L’air – un facteur clé – Montec son propre Jardin Indoor

 

Se lancer dans une culture intérieure peut sembler une odyssée hasardeuse pour le néophyte. Il faut acheter de nombreux produits, cela signifir beaucoup de travail, des désastres inévitables et une overdose de conseils. Mais la pratique permet de découvrir que ce processus est beaucoup plus facile qu’il n’en à l’air.

En étant attentif, logique et constant, il est possible de se fournir soi-même en herbe sans se soucier du marché noir. Il est important d’apprendre de ses erreurs, d’analyser ses fautes avec réalisme et de trouver des solutions pour les cultures suivantes, sans chercher à se trouver des excuses ou des justifications.

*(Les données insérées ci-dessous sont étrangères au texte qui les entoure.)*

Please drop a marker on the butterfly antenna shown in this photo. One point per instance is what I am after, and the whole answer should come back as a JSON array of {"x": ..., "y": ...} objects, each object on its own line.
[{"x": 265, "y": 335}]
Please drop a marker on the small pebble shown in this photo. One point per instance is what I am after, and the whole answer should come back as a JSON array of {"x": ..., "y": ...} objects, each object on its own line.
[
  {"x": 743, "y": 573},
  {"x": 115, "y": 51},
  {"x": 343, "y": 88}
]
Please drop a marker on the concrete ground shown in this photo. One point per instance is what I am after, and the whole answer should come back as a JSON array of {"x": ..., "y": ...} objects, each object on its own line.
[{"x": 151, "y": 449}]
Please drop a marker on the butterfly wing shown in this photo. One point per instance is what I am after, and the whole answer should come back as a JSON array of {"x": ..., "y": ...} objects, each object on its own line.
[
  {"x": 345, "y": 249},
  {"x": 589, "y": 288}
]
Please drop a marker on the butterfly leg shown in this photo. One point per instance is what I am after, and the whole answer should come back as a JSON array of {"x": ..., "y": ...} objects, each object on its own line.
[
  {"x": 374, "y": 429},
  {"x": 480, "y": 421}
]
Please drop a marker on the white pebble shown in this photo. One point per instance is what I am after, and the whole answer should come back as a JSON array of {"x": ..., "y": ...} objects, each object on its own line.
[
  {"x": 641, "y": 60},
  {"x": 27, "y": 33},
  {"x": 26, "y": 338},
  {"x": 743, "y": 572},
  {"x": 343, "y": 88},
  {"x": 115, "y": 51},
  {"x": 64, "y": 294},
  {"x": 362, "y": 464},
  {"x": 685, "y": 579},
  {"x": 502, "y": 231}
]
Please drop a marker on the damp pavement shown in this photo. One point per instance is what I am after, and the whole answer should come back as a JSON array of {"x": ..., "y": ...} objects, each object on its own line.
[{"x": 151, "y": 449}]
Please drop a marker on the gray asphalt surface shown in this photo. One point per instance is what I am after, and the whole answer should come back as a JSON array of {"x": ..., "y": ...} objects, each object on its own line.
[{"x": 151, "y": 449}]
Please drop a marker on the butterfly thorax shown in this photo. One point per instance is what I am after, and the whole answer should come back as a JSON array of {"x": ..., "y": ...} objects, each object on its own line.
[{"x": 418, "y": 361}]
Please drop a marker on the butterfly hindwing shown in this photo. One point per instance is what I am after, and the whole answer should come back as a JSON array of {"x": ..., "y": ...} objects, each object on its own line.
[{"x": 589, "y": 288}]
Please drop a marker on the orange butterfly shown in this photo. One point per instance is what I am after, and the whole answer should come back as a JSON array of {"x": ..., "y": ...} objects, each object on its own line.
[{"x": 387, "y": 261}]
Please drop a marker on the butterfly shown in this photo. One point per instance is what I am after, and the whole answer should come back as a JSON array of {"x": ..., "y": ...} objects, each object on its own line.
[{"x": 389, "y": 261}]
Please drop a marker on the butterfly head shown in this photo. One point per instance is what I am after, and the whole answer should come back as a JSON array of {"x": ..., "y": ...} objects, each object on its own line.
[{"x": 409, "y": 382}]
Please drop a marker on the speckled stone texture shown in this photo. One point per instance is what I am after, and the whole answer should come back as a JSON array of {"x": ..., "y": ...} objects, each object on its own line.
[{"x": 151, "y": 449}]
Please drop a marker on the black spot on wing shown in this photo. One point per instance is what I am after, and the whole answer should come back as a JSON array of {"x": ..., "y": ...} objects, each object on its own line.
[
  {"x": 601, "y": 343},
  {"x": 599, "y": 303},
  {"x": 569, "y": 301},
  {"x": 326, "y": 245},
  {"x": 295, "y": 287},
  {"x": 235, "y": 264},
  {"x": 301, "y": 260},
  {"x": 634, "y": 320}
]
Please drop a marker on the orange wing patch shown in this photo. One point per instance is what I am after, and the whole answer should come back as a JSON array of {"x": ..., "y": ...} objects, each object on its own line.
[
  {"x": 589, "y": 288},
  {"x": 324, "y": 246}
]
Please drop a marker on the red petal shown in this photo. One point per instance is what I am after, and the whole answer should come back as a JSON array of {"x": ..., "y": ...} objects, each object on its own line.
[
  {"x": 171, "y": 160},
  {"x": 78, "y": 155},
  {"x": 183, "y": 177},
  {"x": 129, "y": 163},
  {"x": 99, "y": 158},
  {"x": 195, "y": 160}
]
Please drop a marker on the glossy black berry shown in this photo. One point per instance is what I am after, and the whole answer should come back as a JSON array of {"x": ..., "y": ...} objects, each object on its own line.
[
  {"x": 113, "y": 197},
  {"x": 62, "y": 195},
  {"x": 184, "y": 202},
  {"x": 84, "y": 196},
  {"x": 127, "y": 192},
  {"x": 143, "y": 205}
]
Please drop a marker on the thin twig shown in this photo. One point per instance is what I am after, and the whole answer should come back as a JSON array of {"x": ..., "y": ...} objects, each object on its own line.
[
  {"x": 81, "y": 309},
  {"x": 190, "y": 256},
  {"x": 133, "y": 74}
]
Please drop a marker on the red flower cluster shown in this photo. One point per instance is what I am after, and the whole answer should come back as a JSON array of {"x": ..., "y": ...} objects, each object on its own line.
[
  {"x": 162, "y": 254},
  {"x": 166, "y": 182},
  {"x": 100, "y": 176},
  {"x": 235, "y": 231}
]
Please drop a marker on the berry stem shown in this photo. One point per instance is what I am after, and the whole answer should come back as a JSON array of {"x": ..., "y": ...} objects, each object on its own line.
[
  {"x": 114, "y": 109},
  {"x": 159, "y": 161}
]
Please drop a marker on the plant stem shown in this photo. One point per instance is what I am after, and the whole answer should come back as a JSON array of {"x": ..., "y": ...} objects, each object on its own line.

Avant tout, il faut choisir un local où pourra se dérouler cette activité. Même si l’imagination populaire verra de suite une armoire d’un mètre carré contenant un système de culture automatique d’in­térieur, il est préférable d’y consacrer une pièce entière de la maison. Il est plus compliqué de cultiver dans une armoire que dans une chambre car les facteurs comme la température ou l’hu­midité sont plus difficiles à maîtriser dans des espaces exigus où se côtoient des lampes artificielles et des plantes vivaces. Si on ne dispose que d’une partie de chambre, on peut utiliser des parois pour la diviser. On trouve dans le commerce divers matériaux comme le Gyproc ou le bois qui permettent de réaliser facilement ce travail lors d’une après-midi de libre.

air - un facteur 01Il faut veiller à pouvoir installer un extracteur et un intracteur car les plan­tes ne nécessitent pas seulement de la lumière mais également de l’air. Une bonne ventilation permet de proportionner le CO2 nécessaire et à maintenir la température et le taux d’humidité adéquats pour un bon développement. L’investissement nécessaire pour le montage d’une serre d’intérieur dépasse les coûts des lampes, car en plus de cel­les-ci, il faudra installer un système de ventilation proportionnel à l’espace et à la puissance des lampes. La norme stan­dard se mesure en fonction des mètres carrés de la pièce en fonction desquels il faut choisir un équipement qui sera capable de renouveler l’air au moins 20 fois par heure. Cette consigne varie en fonction de plusieurs facteurs. Il y a une différence entre 2 lampes de 400 watts bas de gamme et une lampe de 600 watts professionnelle. On ne peut pas non plus comparer les étés de Granada avec les hivers de Salamanque.

L’extracteur est à installer dans la partie supérieure de la culture pour extraire l’air humide et vicié qui a tendance à monter. Il convient de le munir d’un filtre pour éviter la diffusion d’odeurs indésirées. L’intracteur est un extracteur positionné à l’envers qui va renouve­ler l’air ambiant du local. Il lui faut également un filtre pour éviter de faire entrer des parasites de l’extérieur. En théorie, il faut le disposer dans la partie inférieure à l’opposé de l’extracteur de façon à créer un courant d’air. Pour gagner de l’argent, certains ont recours à l’intraction passive, un trou couvert d’une grille par lequel l’air peut entrer pour combler le vide créé par l’extrac­teur. Un morceau de tissu peut rempla­cer le filtre. Mais si on n’est pas à cours de liquidité, il vaut mieux installer un vrai intracteur avec un filtre adéquat.

Les ventilateurs doivent être assez puis­sants et bien disposés dans la culture pour bien mélanger l’air froid et l’air chaud. De cette façon la position de l’intracteur par rapport à l’extracteur n’est pas aussi cruciale.

On trouve tous les types d’extracteur dans le commerce. Le choix des modè­les qui se base sur maximum de puis­sance et le minimum de bruit poussent de nombreux cannabiculteurs à opter pour les modèles tubulaires ou pour ceux montés dans une cage métallique, plus puissants et plus silencieux. Il est parfois nécessaire d’utiliser un tuyau en aluminium pour faire arriver l’extracteur à l’entrée ou à la sortie d’air. Veillez à ce qu’il soit droit et court car les tuyaux irréguliers ou trop grands réduisent la puissance de l’appareil. Si on ne veut pas qu’il vibre et produise beaucoup de bruit, il faut choisir un tube couvert d’isolant. Pour connecter un extracteur à un filtre ou à tube de sortie, il faut en général utiliser des brides et des adap­tateurs afin d’assurer une bonne étan­chéité du système.